There is very little information about absorption rates. Most rat and monkey studies determined efficacy with oral dosing, which would seem to indicate that oral is an effective route.

IDRA-21 Benefits

  • Increases in cognition (Matching sample tasks performed by Rhesus Monkeys)[7]

  • Increased Task Accuracy[7]

  • Increases in Short Term Memory[8]

  • Potential Therapeutic Effects On Schizophrenia[8]

  • Potental Therapeutic Effects On Depression[8]

  • Neuroprotection[5]

  • Benefits Against Alprazolam-induced Cognitive Deficit[1]

IDRA-21 Mechanism Of Action

IDRA belongs to a class of compounds known as ampakines. Ampakines are allosteric modulators of AMPA receptors in the brain. AMPA receptors are responsible for fast synaptic transmission [9] and are implicated in synaptic plasticity and long term potentiation [10].

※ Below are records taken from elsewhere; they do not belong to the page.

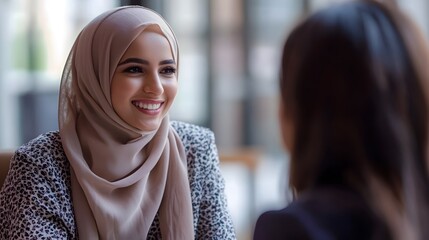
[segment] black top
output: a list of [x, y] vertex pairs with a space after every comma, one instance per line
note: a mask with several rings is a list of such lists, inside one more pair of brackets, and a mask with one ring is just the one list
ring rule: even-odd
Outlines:
[[391, 239], [386, 225], [357, 193], [325, 187], [302, 194], [289, 206], [263, 213], [254, 240]]

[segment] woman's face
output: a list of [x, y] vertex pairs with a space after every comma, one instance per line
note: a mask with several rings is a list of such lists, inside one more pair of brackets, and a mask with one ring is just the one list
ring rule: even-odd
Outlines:
[[143, 31], [116, 67], [110, 90], [113, 109], [141, 131], [157, 129], [177, 93], [176, 70], [167, 39]]

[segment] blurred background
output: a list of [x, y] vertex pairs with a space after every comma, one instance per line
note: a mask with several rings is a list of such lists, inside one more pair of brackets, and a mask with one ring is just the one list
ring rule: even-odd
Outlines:
[[[152, 8], [180, 44], [171, 117], [215, 132], [238, 239], [251, 239], [261, 212], [291, 200], [277, 121], [283, 41], [303, 15], [338, 1], [0, 0], [0, 149], [58, 128], [62, 68], [84, 25], [112, 7]], [[398, 2], [427, 34], [429, 2]]]

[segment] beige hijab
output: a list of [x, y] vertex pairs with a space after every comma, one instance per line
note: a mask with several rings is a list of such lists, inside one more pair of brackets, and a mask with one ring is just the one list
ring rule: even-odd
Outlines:
[[63, 72], [59, 129], [80, 239], [146, 239], [158, 211], [163, 239], [194, 238], [186, 157], [168, 116], [157, 130], [141, 132], [111, 104], [116, 66], [148, 26], [169, 41], [178, 64], [178, 45], [165, 20], [128, 6], [82, 30]]

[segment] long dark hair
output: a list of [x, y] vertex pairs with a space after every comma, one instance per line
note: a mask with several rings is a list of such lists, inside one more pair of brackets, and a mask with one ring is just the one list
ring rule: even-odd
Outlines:
[[320, 10], [290, 33], [280, 87], [293, 125], [296, 192], [330, 184], [362, 192], [372, 175], [404, 208], [409, 187], [427, 207], [429, 79], [416, 63], [427, 52], [410, 49], [408, 35], [418, 34], [404, 16], [354, 1]]

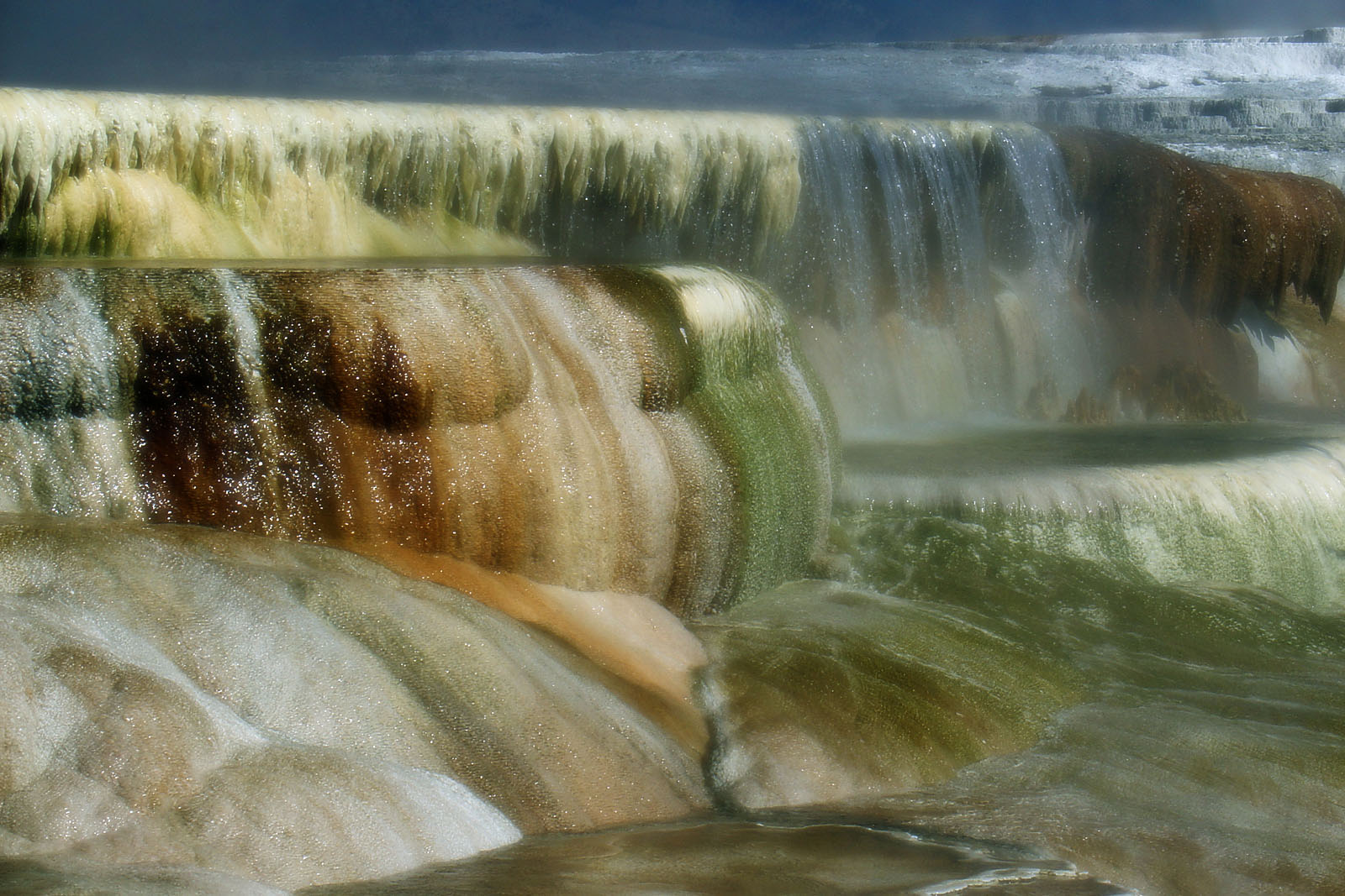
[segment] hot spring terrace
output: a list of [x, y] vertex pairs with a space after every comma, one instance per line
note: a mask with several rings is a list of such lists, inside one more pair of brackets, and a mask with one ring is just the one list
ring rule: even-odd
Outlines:
[[0, 253], [0, 880], [1345, 866], [1328, 184], [1007, 124], [4, 90]]

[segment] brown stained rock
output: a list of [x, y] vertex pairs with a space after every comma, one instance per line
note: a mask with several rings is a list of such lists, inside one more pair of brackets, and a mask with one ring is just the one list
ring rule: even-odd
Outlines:
[[1322, 317], [1345, 269], [1345, 195], [1313, 177], [1212, 165], [1134, 137], [1061, 129], [1075, 199], [1089, 222], [1095, 298], [1177, 301], [1228, 324], [1243, 301], [1293, 290]]

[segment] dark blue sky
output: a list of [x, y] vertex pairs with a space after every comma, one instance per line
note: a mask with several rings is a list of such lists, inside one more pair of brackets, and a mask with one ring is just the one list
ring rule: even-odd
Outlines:
[[0, 83], [211, 89], [249, 66], [418, 50], [625, 50], [1345, 24], [1341, 0], [4, 0]]

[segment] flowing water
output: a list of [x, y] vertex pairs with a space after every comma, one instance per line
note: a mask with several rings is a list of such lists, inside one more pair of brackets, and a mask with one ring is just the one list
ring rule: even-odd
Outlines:
[[1340, 892], [1338, 36], [0, 90], [0, 885]]

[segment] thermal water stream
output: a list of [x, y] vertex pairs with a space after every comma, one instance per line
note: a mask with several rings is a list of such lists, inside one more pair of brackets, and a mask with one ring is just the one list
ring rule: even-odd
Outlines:
[[1337, 892], [1345, 196], [1124, 141], [0, 91], [0, 881]]

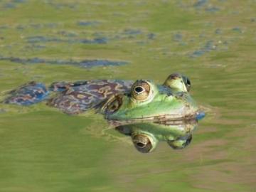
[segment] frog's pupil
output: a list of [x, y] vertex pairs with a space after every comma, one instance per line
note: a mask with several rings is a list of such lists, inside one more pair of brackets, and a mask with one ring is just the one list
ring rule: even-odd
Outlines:
[[144, 91], [144, 88], [142, 87], [136, 87], [134, 89], [136, 93], [139, 94]]
[[137, 146], [142, 147], [142, 148], [145, 146], [145, 144], [144, 143], [142, 143], [142, 142], [137, 142], [136, 144], [137, 144]]

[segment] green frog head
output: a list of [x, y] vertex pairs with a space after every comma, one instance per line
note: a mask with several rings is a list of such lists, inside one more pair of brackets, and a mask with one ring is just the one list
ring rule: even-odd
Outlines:
[[[163, 85], [138, 80], [129, 93], [113, 95], [102, 110], [119, 132], [132, 137], [140, 152], [152, 151], [159, 141], [183, 149], [191, 141], [201, 114], [190, 87], [189, 79], [178, 73], [169, 75]], [[187, 123], [191, 119], [192, 124]]]
[[129, 94], [113, 95], [102, 110], [111, 120], [191, 118], [198, 108], [188, 93], [190, 87], [188, 78], [177, 73], [164, 85], [138, 80]]

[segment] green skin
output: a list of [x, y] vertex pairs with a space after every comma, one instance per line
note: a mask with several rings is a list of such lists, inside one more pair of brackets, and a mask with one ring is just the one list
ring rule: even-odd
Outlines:
[[[150, 90], [145, 98], [137, 100], [136, 97], [142, 93], [133, 92], [142, 82], [149, 85]], [[174, 149], [183, 149], [196, 127], [198, 113], [189, 88], [189, 80], [179, 74], [171, 75], [163, 85], [137, 80], [129, 95], [115, 95], [102, 110], [107, 119], [118, 125], [119, 131], [132, 137], [141, 152], [152, 151], [159, 141], [167, 142]], [[118, 109], [112, 110], [113, 105]]]

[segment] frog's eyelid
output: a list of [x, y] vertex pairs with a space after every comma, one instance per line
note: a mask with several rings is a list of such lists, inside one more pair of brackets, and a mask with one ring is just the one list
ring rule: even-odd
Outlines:
[[144, 92], [145, 91], [145, 88], [143, 87], [142, 86], [136, 86], [134, 87], [134, 92], [136, 94], [142, 94], [142, 92]]

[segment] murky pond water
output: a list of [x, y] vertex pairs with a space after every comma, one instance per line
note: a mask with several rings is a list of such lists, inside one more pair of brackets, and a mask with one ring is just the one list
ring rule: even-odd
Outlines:
[[[93, 112], [0, 105], [0, 191], [255, 191], [256, 2], [0, 1], [1, 95], [31, 80], [190, 77], [191, 144], [153, 153]], [[1, 98], [2, 99], [2, 96]]]

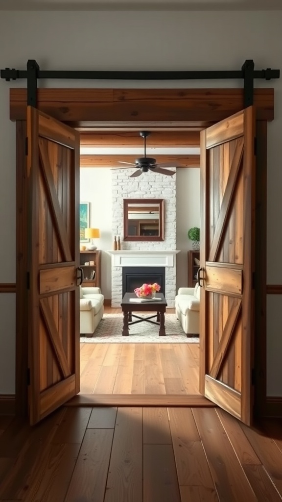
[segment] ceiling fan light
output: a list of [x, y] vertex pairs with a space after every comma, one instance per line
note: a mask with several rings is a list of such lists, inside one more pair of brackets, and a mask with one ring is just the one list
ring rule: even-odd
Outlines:
[[136, 159], [135, 162], [138, 166], [143, 164], [146, 166], [155, 166], [156, 160], [152, 157], [139, 157], [139, 159]]

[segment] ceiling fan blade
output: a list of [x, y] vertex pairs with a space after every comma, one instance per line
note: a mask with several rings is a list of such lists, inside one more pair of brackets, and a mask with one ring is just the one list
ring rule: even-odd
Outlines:
[[170, 171], [169, 169], [162, 169], [161, 167], [154, 167], [153, 169], [149, 167], [150, 171], [154, 171], [154, 173], [159, 173], [160, 174], [166, 174], [167, 176], [173, 176], [175, 174], [175, 171]]
[[135, 166], [133, 165], [133, 166], [120, 166], [120, 167], [111, 167], [111, 169], [133, 169]]
[[141, 169], [137, 169], [133, 174], [130, 174], [129, 178], [135, 178], [136, 176], [139, 176], [140, 174], [142, 174], [143, 172], [143, 171]]
[[132, 162], [124, 162], [122, 160], [119, 160], [118, 164], [127, 164], [129, 166], [135, 166], [135, 164], [132, 164]]

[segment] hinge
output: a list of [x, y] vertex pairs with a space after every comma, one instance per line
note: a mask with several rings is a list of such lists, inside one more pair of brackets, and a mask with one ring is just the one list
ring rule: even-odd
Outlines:
[[251, 385], [255, 385], [255, 371], [254, 368], [252, 368], [251, 370]]

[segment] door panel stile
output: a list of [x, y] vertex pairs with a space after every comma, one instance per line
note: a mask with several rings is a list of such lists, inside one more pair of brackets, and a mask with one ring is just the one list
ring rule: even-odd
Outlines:
[[[252, 275], [255, 270], [254, 246], [255, 224], [255, 160], [254, 137], [255, 134], [255, 117], [251, 108], [244, 112], [245, 128], [245, 155], [244, 157], [244, 239], [243, 272], [245, 294], [242, 299], [242, 414], [243, 421], [248, 422], [248, 406], [252, 400], [251, 382], [251, 368], [253, 367], [254, 336], [254, 292], [252, 288]], [[250, 194], [251, 194], [250, 196]], [[250, 322], [250, 319], [251, 322]]]
[[[210, 207], [208, 207], [209, 203], [209, 198], [208, 197], [208, 192], [209, 189], [210, 181], [210, 176], [207, 175], [207, 171], [209, 169], [210, 155], [208, 151], [206, 149], [206, 132], [205, 130], [201, 131], [200, 135], [200, 146], [201, 152], [202, 155], [201, 155], [200, 162], [201, 168], [200, 171], [201, 191], [200, 193], [200, 213], [201, 221], [210, 221], [210, 218], [208, 217], [207, 220], [206, 215], [209, 216]], [[207, 236], [206, 232], [202, 232], [201, 233], [201, 240], [200, 241], [200, 265], [201, 267], [204, 267], [206, 261], [207, 259], [206, 255], [207, 252]], [[207, 299], [208, 301], [208, 298]], [[210, 344], [209, 346], [206, 343], [206, 337], [205, 334], [208, 329], [209, 324], [210, 325], [212, 320], [209, 316], [206, 316], [206, 309], [208, 306], [208, 302], [206, 297], [205, 292], [202, 290], [200, 297], [200, 356], [199, 365], [200, 371], [199, 379], [199, 389], [202, 394], [205, 394], [205, 375], [208, 370], [207, 361], [207, 353], [209, 349], [210, 352]]]

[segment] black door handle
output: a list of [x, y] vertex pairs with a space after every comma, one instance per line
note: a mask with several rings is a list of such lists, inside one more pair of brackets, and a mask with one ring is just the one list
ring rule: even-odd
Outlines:
[[83, 281], [83, 270], [81, 267], [76, 269], [76, 285], [81, 286]]
[[[198, 281], [198, 284], [199, 284], [199, 286], [200, 286], [200, 288], [202, 288], [203, 286], [204, 286], [203, 284], [204, 278], [200, 277], [200, 274], [201, 271], [203, 271], [203, 272], [204, 272], [204, 268], [203, 267], [200, 267], [197, 273], [197, 280]], [[201, 284], [201, 281], [203, 281], [203, 284]]]

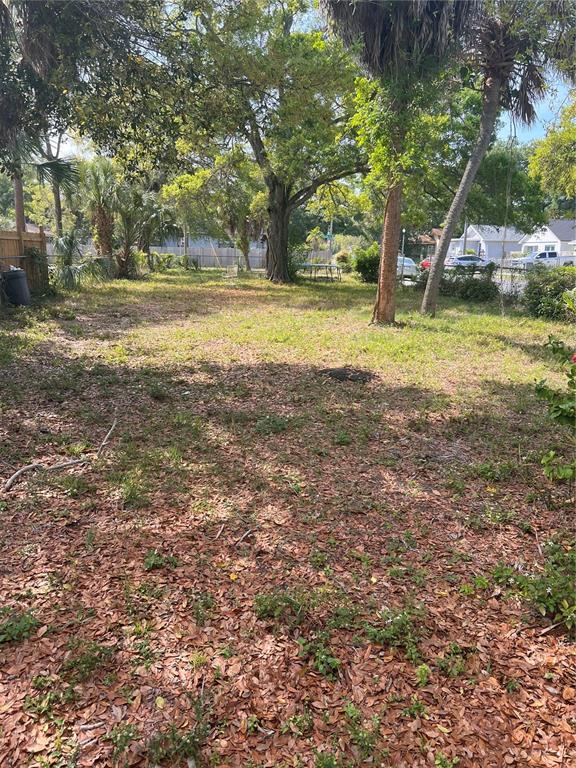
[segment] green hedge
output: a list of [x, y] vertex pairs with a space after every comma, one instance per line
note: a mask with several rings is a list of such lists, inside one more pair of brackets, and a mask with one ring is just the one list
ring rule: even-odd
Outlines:
[[522, 303], [534, 317], [550, 320], [572, 320], [574, 312], [563, 296], [576, 287], [576, 267], [539, 267], [528, 273]]

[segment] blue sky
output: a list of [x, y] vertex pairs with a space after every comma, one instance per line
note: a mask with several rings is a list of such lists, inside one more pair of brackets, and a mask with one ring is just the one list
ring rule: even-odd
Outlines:
[[[546, 129], [559, 116], [560, 111], [568, 103], [569, 86], [561, 81], [556, 81], [550, 86], [549, 92], [536, 105], [536, 120], [530, 125], [516, 124], [516, 137], [519, 142], [525, 143], [540, 139], [546, 135]], [[507, 141], [510, 137], [511, 120], [507, 113], [500, 119], [498, 138]]]

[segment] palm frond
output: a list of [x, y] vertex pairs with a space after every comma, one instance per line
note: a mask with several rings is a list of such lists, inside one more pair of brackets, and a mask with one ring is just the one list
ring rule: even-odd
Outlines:
[[71, 160], [54, 159], [34, 163], [41, 184], [59, 184], [65, 192], [71, 192], [80, 181], [78, 166]]
[[376, 76], [424, 71], [468, 29], [478, 0], [321, 0], [344, 42]]

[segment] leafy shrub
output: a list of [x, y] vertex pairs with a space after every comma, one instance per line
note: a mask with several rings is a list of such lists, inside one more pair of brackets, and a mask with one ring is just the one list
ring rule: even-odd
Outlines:
[[[559, 358], [566, 374], [566, 388], [554, 389], [546, 381], [536, 385], [537, 396], [548, 404], [548, 415], [557, 424], [567, 427], [576, 446], [576, 354], [563, 341], [550, 336], [546, 346]], [[565, 462], [548, 451], [542, 458], [544, 474], [549, 480], [570, 482], [576, 480], [576, 459]]]
[[75, 683], [88, 680], [114, 653], [112, 648], [93, 640], [74, 640], [71, 646], [75, 653], [64, 662], [62, 671], [68, 673], [68, 677]]
[[295, 245], [288, 250], [288, 274], [292, 280], [296, 279], [298, 272], [308, 261], [309, 249], [304, 244]]
[[570, 297], [576, 285], [576, 267], [535, 268], [528, 273], [522, 301], [534, 317], [576, 319]]
[[576, 540], [555, 537], [546, 542], [543, 553], [540, 573], [499, 565], [492, 574], [494, 581], [520, 593], [542, 616], [576, 635]]
[[307, 639], [298, 638], [300, 645], [300, 655], [310, 659], [318, 672], [324, 677], [332, 678], [340, 667], [340, 659], [334, 656], [334, 653], [328, 645], [328, 634], [318, 632], [314, 637]]
[[285, 624], [300, 624], [310, 608], [310, 593], [300, 590], [276, 590], [256, 595], [254, 612], [259, 619], [276, 619]]
[[200, 758], [200, 752], [210, 734], [209, 711], [202, 698], [192, 701], [196, 722], [190, 730], [181, 730], [174, 724], [166, 731], [155, 734], [148, 742], [150, 765], [163, 761], [166, 765], [179, 765], [179, 760], [192, 758], [188, 764]]
[[412, 605], [407, 605], [401, 611], [385, 608], [380, 612], [379, 618], [379, 626], [365, 625], [364, 631], [368, 640], [377, 645], [403, 648], [410, 661], [417, 662], [420, 658], [418, 643], [421, 637], [422, 608]]
[[[455, 267], [446, 271], [440, 281], [440, 294], [453, 296], [464, 301], [492, 301], [499, 295], [499, 288], [492, 277], [495, 264], [488, 264], [484, 269], [477, 267]], [[426, 288], [430, 270], [422, 270], [416, 281], [420, 290]]]
[[380, 246], [378, 243], [366, 248], [357, 248], [354, 256], [354, 269], [364, 283], [377, 283], [380, 268]]
[[362, 760], [374, 758], [380, 737], [380, 718], [374, 715], [369, 721], [365, 721], [362, 712], [352, 702], [344, 706], [344, 714], [348, 720], [350, 740], [358, 748]]
[[334, 258], [336, 259], [336, 264], [338, 264], [342, 272], [352, 272], [352, 254], [350, 251], [338, 251]]
[[174, 557], [174, 555], [164, 555], [157, 549], [149, 549], [144, 560], [145, 571], [154, 571], [166, 566], [177, 568], [178, 565], [180, 565], [180, 562], [177, 557]]
[[0, 643], [27, 640], [40, 622], [30, 611], [0, 609]]
[[444, 656], [436, 659], [438, 669], [446, 677], [458, 677], [466, 671], [466, 656], [468, 651], [458, 643], [450, 643]]

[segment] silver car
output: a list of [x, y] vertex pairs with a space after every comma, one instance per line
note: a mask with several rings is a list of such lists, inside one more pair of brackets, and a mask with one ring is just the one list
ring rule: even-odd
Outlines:
[[[404, 261], [404, 265], [402, 265]], [[396, 263], [396, 277], [418, 277], [418, 267], [414, 259], [408, 258], [408, 256], [398, 256]]]
[[447, 269], [454, 269], [454, 267], [480, 267], [484, 268], [488, 266], [488, 262], [481, 259], [480, 256], [474, 256], [473, 254], [464, 254], [464, 256], [450, 256], [446, 259], [445, 266]]

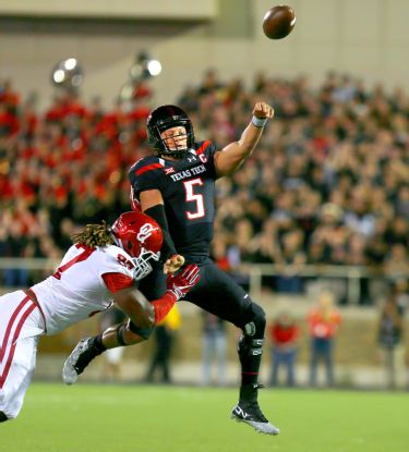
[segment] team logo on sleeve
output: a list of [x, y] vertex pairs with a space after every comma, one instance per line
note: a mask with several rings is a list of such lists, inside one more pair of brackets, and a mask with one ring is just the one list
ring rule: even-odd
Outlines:
[[141, 227], [140, 232], [136, 235], [136, 239], [141, 243], [145, 243], [146, 239], [149, 239], [154, 231], [155, 228], [151, 223], [145, 223]]

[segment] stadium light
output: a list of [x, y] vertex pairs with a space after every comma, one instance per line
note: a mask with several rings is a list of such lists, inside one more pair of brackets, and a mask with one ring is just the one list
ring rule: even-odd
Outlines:
[[84, 82], [84, 71], [75, 58], [68, 58], [56, 64], [51, 80], [56, 86], [77, 88]]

As an Ampakine, IDRA-21 works by modulating AMPA receptors in the brain. Specifically IDRA-21 binds to the allosteric site of the AMPA receptor and induce positive modulation, this is sometimes called allosteric activation.

Initial research on IDRA-21 suggests that it may prevent AMPA receptor desensitization (1) and therefore increase synaptic responses and support memory and learning.

IDRA-21 Safety and Side Effects

IDRA-21 is a potent Ampakine. AMPA activation has been shown to exacerbate hippocampal neural damage[3]. IDRA-21 when administered with glutamate killed rat hippocampal neurons through AMPA excitoxicity[3]. This is potentially dangerous in patients with conditions that excessively activate AMPA such as strokes and seizures.

In another study, the dosages of IDRA-21 that induced neurotoxicity were several orders of magnitude higher than the doses that achieved cognitive enhancement in rats and monkeys, leading the researchers to conclude that IDRA-21 has relatively low neurotoxicity in therapeutic doses[4].